Nacido en tierras estadounidenses, el tico dice que vivió en Costa Rica entre los 9 y 11 años.

“Añoro mucho estar en Costa Rica, estuve en el mosquito de Saprissa y era muy bonito todo allá, pero nos tuvimos que devolver y acá he hecho mi vida”, expresó ayer en las instalaciones del Toyota Center.

José Miguel Solano posa para La Nación durante un entrenamiento del equipo de hockey, los Kings de Los Ángeles, en el centro deportivo donde labora desde hace ocho años. | MAYELA LÓPEZ
José Miguel Solano posa para La Nación durante un entrenamiento del equipo de hockey, los Kings de Los Ángeles, en el centro deportivo donde labora desde hace ocho años. | MAYELA LÓPEZ

Esta entrevista con Solano se hizo casi que a escondidas, pues las medidas de seguridad son altas y, por ejemplo, no se pudo ver a algunos de los jugadores de los Lakers que estaban entrenándose.

“Las prácticas de los Kings sí son abiertas, pero las de los Lakers no, y siempre tenemos que estar vigilando a las personas que se quedan afuera esperando para pedir autógrafos”, indicó Solano.

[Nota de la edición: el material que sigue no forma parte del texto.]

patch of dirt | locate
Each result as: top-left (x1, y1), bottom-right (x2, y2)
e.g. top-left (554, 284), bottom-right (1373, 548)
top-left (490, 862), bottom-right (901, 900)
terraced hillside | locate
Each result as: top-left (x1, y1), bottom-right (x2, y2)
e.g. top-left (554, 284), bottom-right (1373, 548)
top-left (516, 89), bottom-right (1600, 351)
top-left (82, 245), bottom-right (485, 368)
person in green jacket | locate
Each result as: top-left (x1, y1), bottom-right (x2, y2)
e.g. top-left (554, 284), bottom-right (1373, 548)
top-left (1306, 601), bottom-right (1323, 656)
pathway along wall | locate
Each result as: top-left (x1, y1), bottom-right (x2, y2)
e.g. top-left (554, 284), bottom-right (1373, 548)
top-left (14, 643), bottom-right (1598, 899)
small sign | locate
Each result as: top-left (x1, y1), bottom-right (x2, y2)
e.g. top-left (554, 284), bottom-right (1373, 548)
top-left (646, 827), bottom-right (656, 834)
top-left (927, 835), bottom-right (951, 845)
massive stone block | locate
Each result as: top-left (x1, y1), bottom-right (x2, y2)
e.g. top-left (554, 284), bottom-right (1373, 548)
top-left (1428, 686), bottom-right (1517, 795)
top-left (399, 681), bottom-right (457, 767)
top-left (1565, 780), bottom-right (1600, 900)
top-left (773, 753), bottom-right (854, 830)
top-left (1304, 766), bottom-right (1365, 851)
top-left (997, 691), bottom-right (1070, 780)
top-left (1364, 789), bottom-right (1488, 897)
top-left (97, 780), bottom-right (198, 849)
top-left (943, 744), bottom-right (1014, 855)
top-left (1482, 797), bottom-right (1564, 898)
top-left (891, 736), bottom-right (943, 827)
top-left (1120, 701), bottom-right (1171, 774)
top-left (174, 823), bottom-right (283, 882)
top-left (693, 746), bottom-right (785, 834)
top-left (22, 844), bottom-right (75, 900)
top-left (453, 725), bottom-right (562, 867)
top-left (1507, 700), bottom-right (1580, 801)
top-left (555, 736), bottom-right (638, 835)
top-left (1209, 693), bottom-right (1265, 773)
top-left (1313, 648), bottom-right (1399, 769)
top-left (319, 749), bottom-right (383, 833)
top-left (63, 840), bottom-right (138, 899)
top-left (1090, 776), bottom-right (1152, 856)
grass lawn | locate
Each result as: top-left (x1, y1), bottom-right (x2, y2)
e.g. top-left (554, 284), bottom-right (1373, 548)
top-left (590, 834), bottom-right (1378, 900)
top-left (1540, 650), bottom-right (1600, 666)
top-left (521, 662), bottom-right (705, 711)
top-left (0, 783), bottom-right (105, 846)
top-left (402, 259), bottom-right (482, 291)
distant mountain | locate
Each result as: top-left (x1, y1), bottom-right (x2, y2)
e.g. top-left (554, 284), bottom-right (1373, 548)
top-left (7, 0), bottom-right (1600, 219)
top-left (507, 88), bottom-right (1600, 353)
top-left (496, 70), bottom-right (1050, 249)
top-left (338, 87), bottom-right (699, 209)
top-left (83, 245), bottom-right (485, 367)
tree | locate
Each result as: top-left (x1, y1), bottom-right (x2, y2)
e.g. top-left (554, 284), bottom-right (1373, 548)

Al tico le ha tocado abrir el gimnasio de entrenamiento a la una, dos o tres de la mañana, cuando Kobe u otro jugador lo llaman porque la ansiedad no les deja dormir.

“Cuando están en finales a veces vienen a practicar porque no duermen, puede que el sétimo juego sea al día siguiente, pero ellos prefieren entrenar que dormir; uno llega a ser amigo de ellos”.

Ascenso. Al irse un poco atrás en su vida, Solano recuerda que laboró 13 años como mensajero en Fedex.

Allí conoció a Yolanda Uribe, colombo-peruana que es su esposa, y con quien tiene tres hijas: Ivanna, de 20 años, Sofía, nueve años, y Gianna, de apenas nueve meses.

Hasta el año anterior combinó sus labores en el Toyota Sports Center con el de Fedex, pero lo cansado de las jornadas le dejaron la opción de quedarse solo en uno, cuidando la espalda de los Lakers.